Babe Ruth: His Life and Legend

George Herman Ruth overshadowed the game – and remains to this day the very essence of baseball. His career, on and off the field, made him one of the most famous Americans to have ever lived.

Born Feb. 6, 1895 in Baltimore, Md., Ruth came of age as mass communication devices like radio and movies shrunk the distance from sea to sea. As a young left-handed pitcher with the Red Sox, he was one of the game’s heroes. But later as a power-hitting outfielder for the Yankees, Ruth became an icon – transcending sport.

Ruth became the first star of a world where virtually every citizen could share in common media experiences. The Museum’s exhibit gives visitors the chance to encounter Ruth’s grandeur in the words of the people who saw it, giving you a first-hand sense of his legend.

Ruth’s legend was built on the diamond. After three dominant seasons in Boston as a pitcher – where he won 65 games from 1915-17 and was widely considered the game’s best left-hander – Ruth transitioned to the outfield, where he led the American League in home runs with 11 in 1918 before hitting a record 29 home runs in 1919.

Prior to the 1920 season, the Red Sox sold Ruth to the Yankees – planting the seeds of a dynasty. With 54 home runs in 1920 and 59 more in 1921, Ruth captured the attention of a nation.

But, Ruth’s legend was more than just numbers.

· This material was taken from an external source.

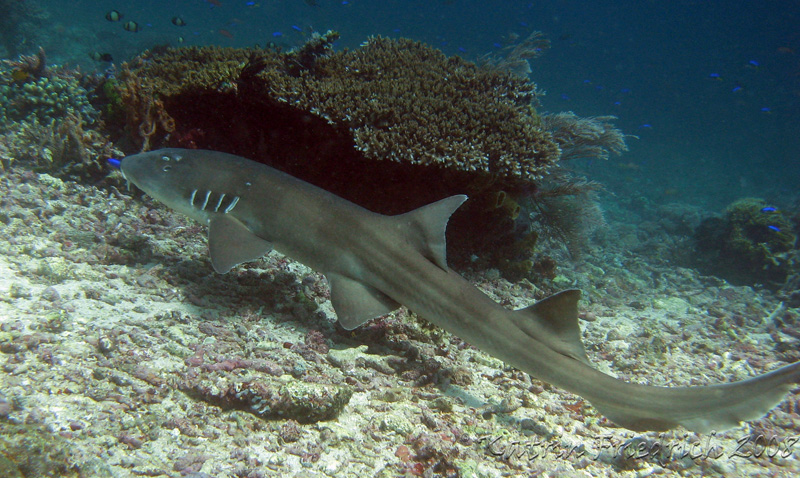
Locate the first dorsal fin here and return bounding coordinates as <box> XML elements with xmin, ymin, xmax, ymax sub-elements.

He became an oversized symbol of America’s power, a brilliant man with human flaws that made him seem more real than mythic.

The exhibit features artifacts that tell both sides of this story, such as a trophy presented to Ruth by his “Baltimore admirers” on May 20, 1922, the day Ruth returned to the Yankees after being suspended for the start of the season by Commissioner Landis for illegally barnstorming after the World Series.

Fans from his hometown made the nearly 400-mile trek to New York just to welcome him back to the big leagues. It’s stories like that which fill out the picture of his legend and what he meant to America.

The exhibit also contains one of the most famous jerseys Ruth ever wore – but one that never saw a big league game. It was featured in the Pulitzer Prize-winning Nat Fein photo of Ruth standing on the field on June 13, 1948, when Ruth’s No. 3 was officially retired. After the ceremony at Yankee Stadium, Ruth gave the jersey he wore to a Hall of Fame representative.

When cancer claimed Ruth’s life in 1948, he was only 53 years old. Yet the tales of his legend were enough to fill multiple lifetimes – and continued to grow along with the game itself.